Before joining Optery, Rose worked in the AI sound engineering and voice space. That experience gave her an early view into how voice technology could be used for good, but also how easily personal information and publicly available audio could be misused. A short clip of someone’s voice, combined with exposed family connections, phone numbers, or other personal details, can make scams and impersonation attempts far more believable than they were even a decade ago.
That is one reason Rose is so passionate about helping companies act before something happens.
One customer interaction that stuck with her involved an organization that initially decided not to move forward with Optery. Later, after a negative news cycle led to employees being targeted, threatened, and doxed, the organization came back ready to act. Optery could help them move forward, but the incident had already happened.
“You can’t undox somebody,” Rose said. “You can’t unsend a text that’s been sent to someone’s wife.”
For Rose, that moment reinforced the importance of prevention. Personal data removal is most powerful when it is in place before a crisis, not after employees have already been exposed to threats or harassment.
That same sense of responsibility carries into the way she approaches her work. Her guiding principle is simple: “Do more good.”
This principle shows up in how she works with customers and colleagues. For Rose, “doing more good” can mean taking extra time to help a teammate, answering questions for someone new to the team, or making sure a prospective customer gets the information they need. In cybersecurity, where trust and reputation matter, she believes going the extra mile is part of the job.
Outside of Optery, Rose brings that same mindset into pageantry and community work. She is currently Miss Hollywood USA and a Miss California USA contestant, and values pageants for the opportunities they give her to volunteer, support causes she cares about, and educate others about online safety.


Her charitable initiative, Healthy Bestie, focuses on healthcare access and education, including helping families find affordable resources and connecting children with organizations like Shriners Children’s.

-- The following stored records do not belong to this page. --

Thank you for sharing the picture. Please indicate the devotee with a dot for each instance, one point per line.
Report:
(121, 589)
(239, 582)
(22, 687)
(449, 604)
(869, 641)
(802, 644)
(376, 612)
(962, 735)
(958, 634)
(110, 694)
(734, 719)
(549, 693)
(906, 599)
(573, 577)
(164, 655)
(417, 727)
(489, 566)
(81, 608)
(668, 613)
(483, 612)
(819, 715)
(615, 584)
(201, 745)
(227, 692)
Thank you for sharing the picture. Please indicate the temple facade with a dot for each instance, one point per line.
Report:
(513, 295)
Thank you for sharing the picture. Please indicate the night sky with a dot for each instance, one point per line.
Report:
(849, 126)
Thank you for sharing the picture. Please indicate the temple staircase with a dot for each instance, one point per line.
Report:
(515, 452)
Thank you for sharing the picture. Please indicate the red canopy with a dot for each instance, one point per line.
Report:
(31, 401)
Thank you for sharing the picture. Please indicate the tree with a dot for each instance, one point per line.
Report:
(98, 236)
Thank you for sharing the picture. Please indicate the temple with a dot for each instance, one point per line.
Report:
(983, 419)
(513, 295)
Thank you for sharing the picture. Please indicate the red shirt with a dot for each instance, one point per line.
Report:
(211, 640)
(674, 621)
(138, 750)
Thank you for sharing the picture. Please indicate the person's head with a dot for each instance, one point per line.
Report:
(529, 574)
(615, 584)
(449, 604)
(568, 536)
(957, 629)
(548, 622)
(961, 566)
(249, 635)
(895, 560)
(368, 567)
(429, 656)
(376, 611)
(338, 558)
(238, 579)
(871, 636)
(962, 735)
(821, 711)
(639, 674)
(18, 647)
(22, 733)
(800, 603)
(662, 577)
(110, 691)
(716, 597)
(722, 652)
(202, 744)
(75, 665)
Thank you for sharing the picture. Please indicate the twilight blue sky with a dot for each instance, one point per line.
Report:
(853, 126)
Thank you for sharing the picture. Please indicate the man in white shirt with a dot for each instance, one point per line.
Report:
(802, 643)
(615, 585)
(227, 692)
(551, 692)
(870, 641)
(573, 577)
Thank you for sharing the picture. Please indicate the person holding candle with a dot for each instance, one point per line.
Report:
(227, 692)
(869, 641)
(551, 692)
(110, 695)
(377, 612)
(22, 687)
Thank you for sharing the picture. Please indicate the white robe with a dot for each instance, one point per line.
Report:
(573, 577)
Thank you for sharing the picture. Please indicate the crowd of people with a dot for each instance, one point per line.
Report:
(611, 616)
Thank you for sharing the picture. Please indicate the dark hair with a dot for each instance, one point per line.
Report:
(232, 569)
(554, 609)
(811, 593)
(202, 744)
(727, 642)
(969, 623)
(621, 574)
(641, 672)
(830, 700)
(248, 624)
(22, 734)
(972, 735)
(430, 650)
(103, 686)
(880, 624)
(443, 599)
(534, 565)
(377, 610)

Rose has also organized fundraisers and benefit concerts for Shriners, turning advocacy into action.
Through pageants and community events, she has been able to speak with people of all ages about practical privacy habits, from being careful about what they post publicly to understanding how much personal information is already accessible online.

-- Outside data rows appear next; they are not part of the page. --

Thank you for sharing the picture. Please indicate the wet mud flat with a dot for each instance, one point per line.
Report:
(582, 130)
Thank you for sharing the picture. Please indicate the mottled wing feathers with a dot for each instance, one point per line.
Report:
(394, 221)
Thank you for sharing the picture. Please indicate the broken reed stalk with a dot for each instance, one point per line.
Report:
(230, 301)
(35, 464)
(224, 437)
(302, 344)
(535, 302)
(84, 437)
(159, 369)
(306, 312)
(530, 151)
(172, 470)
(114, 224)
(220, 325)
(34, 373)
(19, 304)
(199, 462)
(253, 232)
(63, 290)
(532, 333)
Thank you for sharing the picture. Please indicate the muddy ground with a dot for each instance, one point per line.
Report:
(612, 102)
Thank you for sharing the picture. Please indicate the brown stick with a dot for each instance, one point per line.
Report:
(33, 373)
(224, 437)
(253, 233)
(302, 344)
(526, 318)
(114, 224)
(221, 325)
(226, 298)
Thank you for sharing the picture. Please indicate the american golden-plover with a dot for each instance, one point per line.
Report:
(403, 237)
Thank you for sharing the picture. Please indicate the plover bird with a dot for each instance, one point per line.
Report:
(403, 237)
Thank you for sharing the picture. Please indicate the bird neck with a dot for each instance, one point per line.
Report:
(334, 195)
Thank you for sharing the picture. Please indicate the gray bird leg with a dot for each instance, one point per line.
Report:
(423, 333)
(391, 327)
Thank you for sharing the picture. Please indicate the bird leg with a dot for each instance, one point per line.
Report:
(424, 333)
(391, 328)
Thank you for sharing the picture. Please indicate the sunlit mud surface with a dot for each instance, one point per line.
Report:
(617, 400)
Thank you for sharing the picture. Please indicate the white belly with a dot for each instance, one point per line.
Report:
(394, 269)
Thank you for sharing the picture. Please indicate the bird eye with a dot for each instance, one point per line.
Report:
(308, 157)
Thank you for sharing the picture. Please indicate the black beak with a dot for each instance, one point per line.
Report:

In addition to using Optery, Rose’s top security advice is straightforward: do not reuse passwords.
If one account is compromised and the same password is used elsewhere, the problem can spread quickly. Rose recommends using unique passwords for every account and saving them in a password manager.
And when she is not talking with security leaders, educating people about privacy, or competing in pageants, Rose is likely enjoying sushi, watching a good thriller, reading nonfiction or Sherlock Holmes, listening to rock music, playing mandolin, doing Pilates, or unwinding with skincare and a little quiet time.
Her favorite motto, besides “Do more good,” is “If not now, when?”
It is a fitting line for someone whose work is focused on helping people and organizations act before personal data exposure turns into something more serious.